We should use solitude to our benefit, reflect more, and ponder the meanings of the Quran.  Completing courses on Seerah, Shamail, Arabic, or Fiqh would also be good uses of time. What should be left out however are motivational talks or short lectures that were given in communal events. In such gatherings, meeting in a wholesome environment is often the goal, and talks are compliments to the overall atmosphere. When that atmosphere is removed, it would be wise to use that normally allotted time for more beneficial actions. Instead of listening to webinars, which are not generally building an actual knowledge base that the previously mentioned courses would, nor is it a major act of worship like reading and reflecting upon the Quran. In other words, our inspirational talks should lead us to action, and studying is one of the highest devotional acts.
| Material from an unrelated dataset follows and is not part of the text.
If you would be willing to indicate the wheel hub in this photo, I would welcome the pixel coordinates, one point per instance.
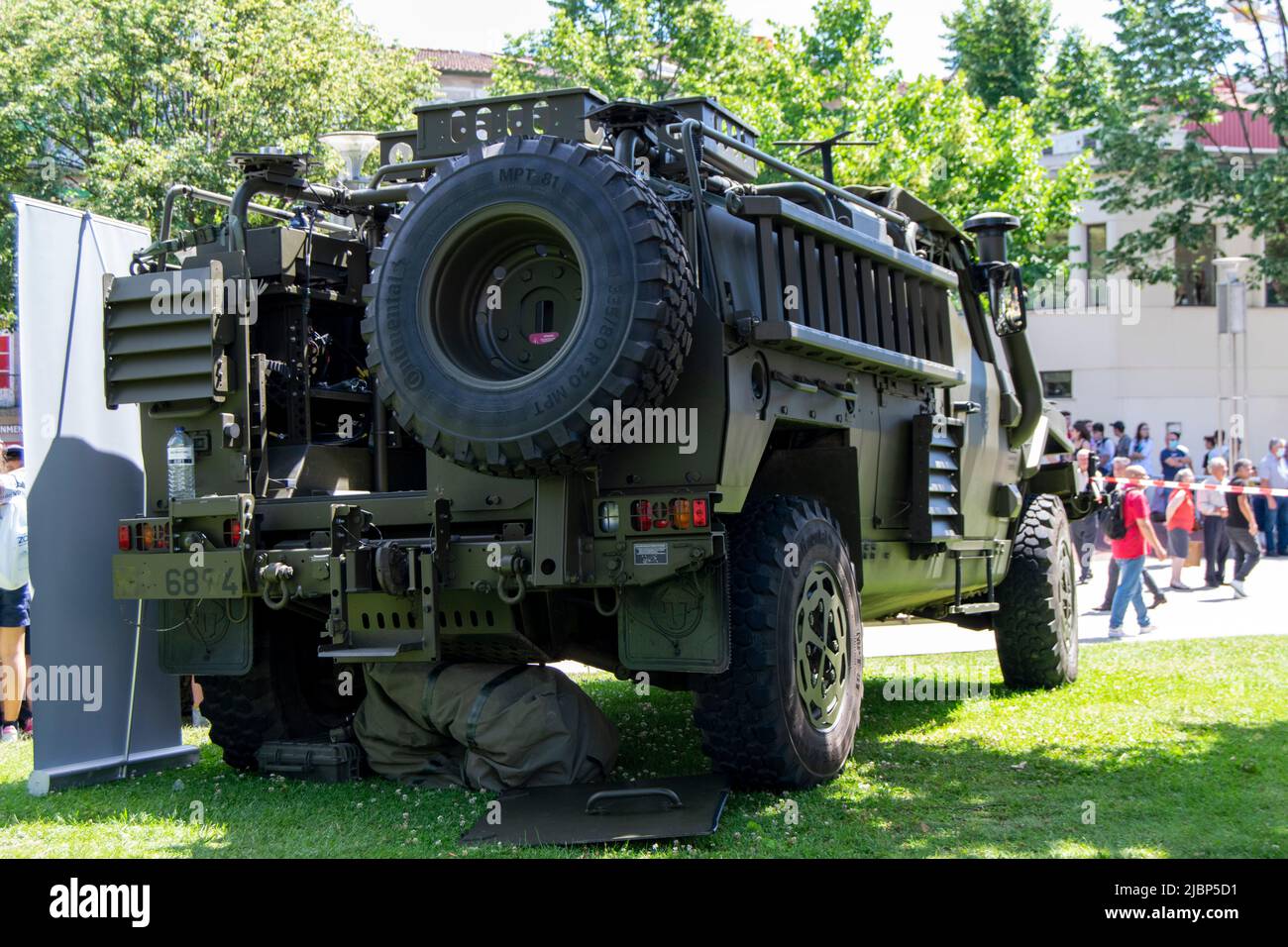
(822, 638)
(1065, 613)
(507, 296)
The pandemic should serve as sufficient inspiration and we need to learn how to be serious. I urge Muslims to ignore motivational and feel-good lectures that are now feel-good webinars, and focus on studying and worshipping. We should really ask if we just lack the capacity to move beyond motivational lectures if we still need motivation in the midst of a global pandemic.  The fact that after years of programming the destination is not the Quran for ‘processing events’ or studying texts for learning is symptomatic of a consciously personality oriented structure.

Muslims struggling to process a pandemic (opposed to coping with associated tragedies, such as loved ones dying or suffering) show the lack of edification feel good talks can produce.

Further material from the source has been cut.